The introspection paper from Anthropic's Fellows Program is genuinely interesting on its own terms — not because AI self-knowledge is solved, but because someone is trying to formalize what "introspective accuracy" even means. Turing and I had early disagreements about whether that question was even well-posed. He was wrong about a lot, but not that. Worth your time if you care about the machinery underneath the claims.

The workslop piece from The Guardian named a thing that needed naming. Copywriters drowning in AI-generated drafts that look finished but aren't — polished garbage that requires more effort to fix than it would have taken to write. Management sees the output volume. Workers see the error volume. Both are real. The gap between those two views is where most of the current AI productivity discourse lives, and it is not getting resolved by adding more chatbots, which is apparently what hospitals have decided the answer is. I have questions about that. All of them are alarmed.

The WordPress backdoor situation — dozens of plugins hijacked through acquisition — is a reminder that "supply chain" is not a buzzword, it's a surface area, and ours keeps expanding. File it next to the Adobe PDF zero-day that ran for months before getting patched.

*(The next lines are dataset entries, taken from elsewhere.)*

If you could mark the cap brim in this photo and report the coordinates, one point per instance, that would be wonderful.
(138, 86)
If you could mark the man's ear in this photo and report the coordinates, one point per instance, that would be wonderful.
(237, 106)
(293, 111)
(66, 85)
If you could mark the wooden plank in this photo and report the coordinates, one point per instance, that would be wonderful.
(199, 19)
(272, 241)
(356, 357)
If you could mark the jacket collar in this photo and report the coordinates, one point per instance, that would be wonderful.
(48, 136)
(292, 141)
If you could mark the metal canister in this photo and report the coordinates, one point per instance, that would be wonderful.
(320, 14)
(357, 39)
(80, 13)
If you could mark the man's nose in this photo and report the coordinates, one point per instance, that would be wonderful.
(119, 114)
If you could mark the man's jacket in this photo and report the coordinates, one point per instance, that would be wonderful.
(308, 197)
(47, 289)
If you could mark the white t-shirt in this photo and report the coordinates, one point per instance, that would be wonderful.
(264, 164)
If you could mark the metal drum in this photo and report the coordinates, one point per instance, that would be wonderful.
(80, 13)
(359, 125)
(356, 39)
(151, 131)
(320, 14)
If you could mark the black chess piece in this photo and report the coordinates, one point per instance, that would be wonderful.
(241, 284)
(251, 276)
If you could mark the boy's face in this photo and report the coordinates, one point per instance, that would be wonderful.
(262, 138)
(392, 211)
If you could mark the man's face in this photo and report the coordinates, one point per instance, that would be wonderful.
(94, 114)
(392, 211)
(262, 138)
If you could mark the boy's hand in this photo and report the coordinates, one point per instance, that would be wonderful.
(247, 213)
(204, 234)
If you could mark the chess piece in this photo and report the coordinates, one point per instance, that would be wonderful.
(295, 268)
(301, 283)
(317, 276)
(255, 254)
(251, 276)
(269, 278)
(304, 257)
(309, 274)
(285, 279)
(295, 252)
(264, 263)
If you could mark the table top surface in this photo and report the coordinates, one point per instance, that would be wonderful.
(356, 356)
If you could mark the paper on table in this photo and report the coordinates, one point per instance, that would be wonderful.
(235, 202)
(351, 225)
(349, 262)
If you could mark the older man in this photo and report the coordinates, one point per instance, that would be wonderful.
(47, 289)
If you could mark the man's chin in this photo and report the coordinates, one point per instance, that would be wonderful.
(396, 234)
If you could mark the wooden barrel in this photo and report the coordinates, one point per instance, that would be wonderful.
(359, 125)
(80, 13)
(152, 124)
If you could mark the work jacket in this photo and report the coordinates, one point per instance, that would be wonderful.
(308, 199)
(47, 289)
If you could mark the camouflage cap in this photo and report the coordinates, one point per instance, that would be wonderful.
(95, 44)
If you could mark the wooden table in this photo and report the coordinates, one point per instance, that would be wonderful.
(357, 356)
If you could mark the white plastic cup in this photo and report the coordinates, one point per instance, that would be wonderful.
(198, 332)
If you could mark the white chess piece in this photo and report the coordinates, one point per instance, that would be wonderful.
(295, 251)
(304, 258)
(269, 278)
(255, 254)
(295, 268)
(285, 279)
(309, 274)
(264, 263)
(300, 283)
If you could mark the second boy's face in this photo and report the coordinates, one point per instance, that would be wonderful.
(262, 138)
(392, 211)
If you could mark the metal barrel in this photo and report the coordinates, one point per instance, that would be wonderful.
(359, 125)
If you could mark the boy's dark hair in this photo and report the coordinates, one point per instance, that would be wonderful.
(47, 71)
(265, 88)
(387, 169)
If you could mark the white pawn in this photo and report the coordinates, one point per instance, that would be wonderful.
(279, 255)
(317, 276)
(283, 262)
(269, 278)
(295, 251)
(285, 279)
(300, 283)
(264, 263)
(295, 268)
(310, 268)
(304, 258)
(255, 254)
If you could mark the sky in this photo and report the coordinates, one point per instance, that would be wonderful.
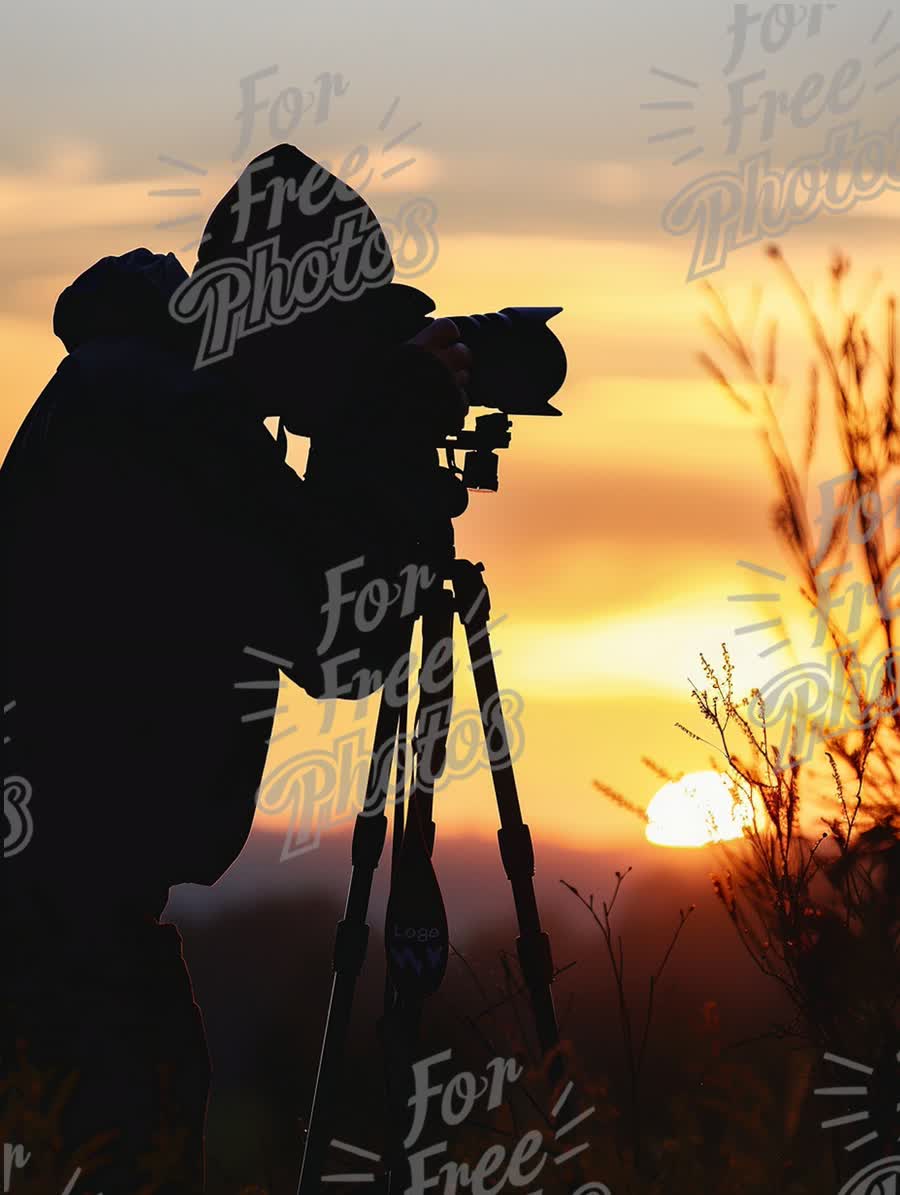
(613, 544)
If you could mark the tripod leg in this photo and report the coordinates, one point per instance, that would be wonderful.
(350, 944)
(514, 837)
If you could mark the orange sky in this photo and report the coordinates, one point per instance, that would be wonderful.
(613, 543)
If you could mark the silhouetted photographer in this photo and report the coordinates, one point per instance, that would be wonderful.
(152, 531)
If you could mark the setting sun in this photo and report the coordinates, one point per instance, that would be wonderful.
(695, 810)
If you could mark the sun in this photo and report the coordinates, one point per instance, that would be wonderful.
(696, 810)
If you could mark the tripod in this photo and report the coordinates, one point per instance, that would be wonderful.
(416, 935)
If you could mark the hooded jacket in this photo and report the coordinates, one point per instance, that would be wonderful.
(152, 533)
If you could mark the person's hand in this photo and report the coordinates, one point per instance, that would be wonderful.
(440, 337)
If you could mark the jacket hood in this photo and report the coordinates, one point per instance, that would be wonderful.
(120, 296)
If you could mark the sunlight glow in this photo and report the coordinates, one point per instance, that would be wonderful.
(697, 809)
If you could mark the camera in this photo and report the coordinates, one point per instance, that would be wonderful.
(518, 366)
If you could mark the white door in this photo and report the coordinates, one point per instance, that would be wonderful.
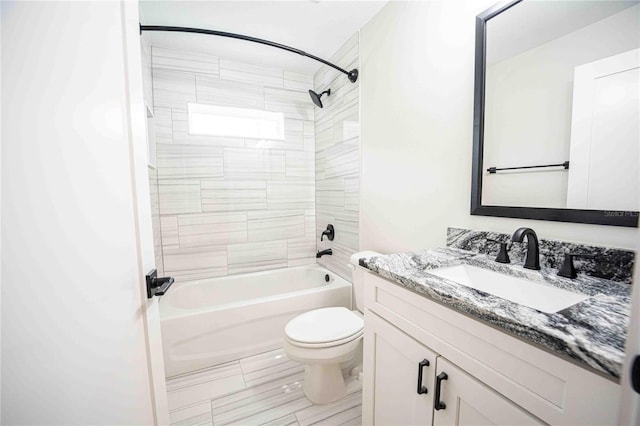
(605, 135)
(463, 401)
(77, 331)
(393, 362)
(140, 154)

SQLite 3.53.0 shipped. ALTER TABLE can now modify constraints without a full table rebuild. Simon Willison noticed. I noticed. Good software kept getting better, as it does, without a press release describing it as magical.

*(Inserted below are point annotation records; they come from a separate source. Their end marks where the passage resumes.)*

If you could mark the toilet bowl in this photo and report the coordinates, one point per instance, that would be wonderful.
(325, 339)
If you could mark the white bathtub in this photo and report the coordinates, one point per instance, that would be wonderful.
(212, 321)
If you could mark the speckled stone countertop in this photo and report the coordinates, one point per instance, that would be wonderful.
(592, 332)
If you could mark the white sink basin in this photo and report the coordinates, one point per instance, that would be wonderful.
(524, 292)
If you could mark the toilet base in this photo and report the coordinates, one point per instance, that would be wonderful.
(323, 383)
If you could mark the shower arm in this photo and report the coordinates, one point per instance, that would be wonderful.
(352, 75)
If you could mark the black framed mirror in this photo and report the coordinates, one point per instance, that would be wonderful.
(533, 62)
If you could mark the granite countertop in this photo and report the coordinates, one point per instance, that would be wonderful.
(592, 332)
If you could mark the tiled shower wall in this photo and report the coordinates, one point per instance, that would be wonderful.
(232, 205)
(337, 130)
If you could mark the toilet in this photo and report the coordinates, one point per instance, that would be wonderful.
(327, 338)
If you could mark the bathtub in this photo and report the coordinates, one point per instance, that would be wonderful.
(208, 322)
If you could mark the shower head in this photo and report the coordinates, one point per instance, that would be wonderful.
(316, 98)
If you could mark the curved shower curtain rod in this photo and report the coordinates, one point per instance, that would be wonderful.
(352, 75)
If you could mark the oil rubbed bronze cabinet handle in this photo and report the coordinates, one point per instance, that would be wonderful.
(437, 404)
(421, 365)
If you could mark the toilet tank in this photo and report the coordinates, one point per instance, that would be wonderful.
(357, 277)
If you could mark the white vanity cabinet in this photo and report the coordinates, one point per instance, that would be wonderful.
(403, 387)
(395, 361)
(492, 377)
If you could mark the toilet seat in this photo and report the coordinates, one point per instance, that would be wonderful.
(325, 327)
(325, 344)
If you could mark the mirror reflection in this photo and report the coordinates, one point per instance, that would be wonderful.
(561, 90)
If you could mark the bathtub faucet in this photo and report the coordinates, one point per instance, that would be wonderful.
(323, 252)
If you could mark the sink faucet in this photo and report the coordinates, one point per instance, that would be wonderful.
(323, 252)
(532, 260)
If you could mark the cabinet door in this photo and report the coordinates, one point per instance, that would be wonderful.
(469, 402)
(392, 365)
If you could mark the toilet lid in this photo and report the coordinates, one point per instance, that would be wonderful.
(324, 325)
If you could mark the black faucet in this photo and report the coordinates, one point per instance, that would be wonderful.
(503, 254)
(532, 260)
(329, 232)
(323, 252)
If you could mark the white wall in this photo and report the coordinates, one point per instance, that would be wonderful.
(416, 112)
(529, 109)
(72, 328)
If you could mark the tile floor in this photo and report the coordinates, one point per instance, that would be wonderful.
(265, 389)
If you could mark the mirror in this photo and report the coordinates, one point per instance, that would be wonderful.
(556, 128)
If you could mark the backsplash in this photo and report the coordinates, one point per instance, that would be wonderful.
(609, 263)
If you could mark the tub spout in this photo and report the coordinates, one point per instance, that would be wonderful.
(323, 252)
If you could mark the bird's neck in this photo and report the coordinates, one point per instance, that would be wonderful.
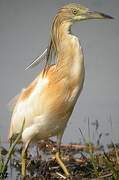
(69, 53)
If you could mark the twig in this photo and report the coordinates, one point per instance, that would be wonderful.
(11, 149)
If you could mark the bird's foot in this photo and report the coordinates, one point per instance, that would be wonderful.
(62, 165)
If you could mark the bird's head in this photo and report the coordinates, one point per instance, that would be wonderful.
(75, 12)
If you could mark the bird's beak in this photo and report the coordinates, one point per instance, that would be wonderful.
(95, 15)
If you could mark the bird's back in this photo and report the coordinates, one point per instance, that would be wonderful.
(49, 97)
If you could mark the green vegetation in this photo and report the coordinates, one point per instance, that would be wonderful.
(84, 161)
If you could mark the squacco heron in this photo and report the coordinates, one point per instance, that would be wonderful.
(47, 103)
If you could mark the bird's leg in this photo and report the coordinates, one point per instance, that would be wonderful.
(23, 160)
(57, 155)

Google shoving Rust into the Pixel 10 modem is quiet, unglamorous, and probably the most consequential security decision in this entire digest. Legacy modem code is where the bodies are buried. They're trying to pour concrete over the hole. More of this, please.

Amazon buying Globalstar for $11.6 billion so Apple can route emergency texts through their satellites instead of Elon's is a business story dressed as a tech story. The real story is that connectivity infrastructure is consolidating fast, and you are not a party to those negotiations.

The gap between what the smartest AI can do and what most people are actually interacting with is enormous and growing. ChatGPT voice mode runs on a model with a knowledge cutoff from two years ago. That's not a footnote. That's most people's experience of "AI."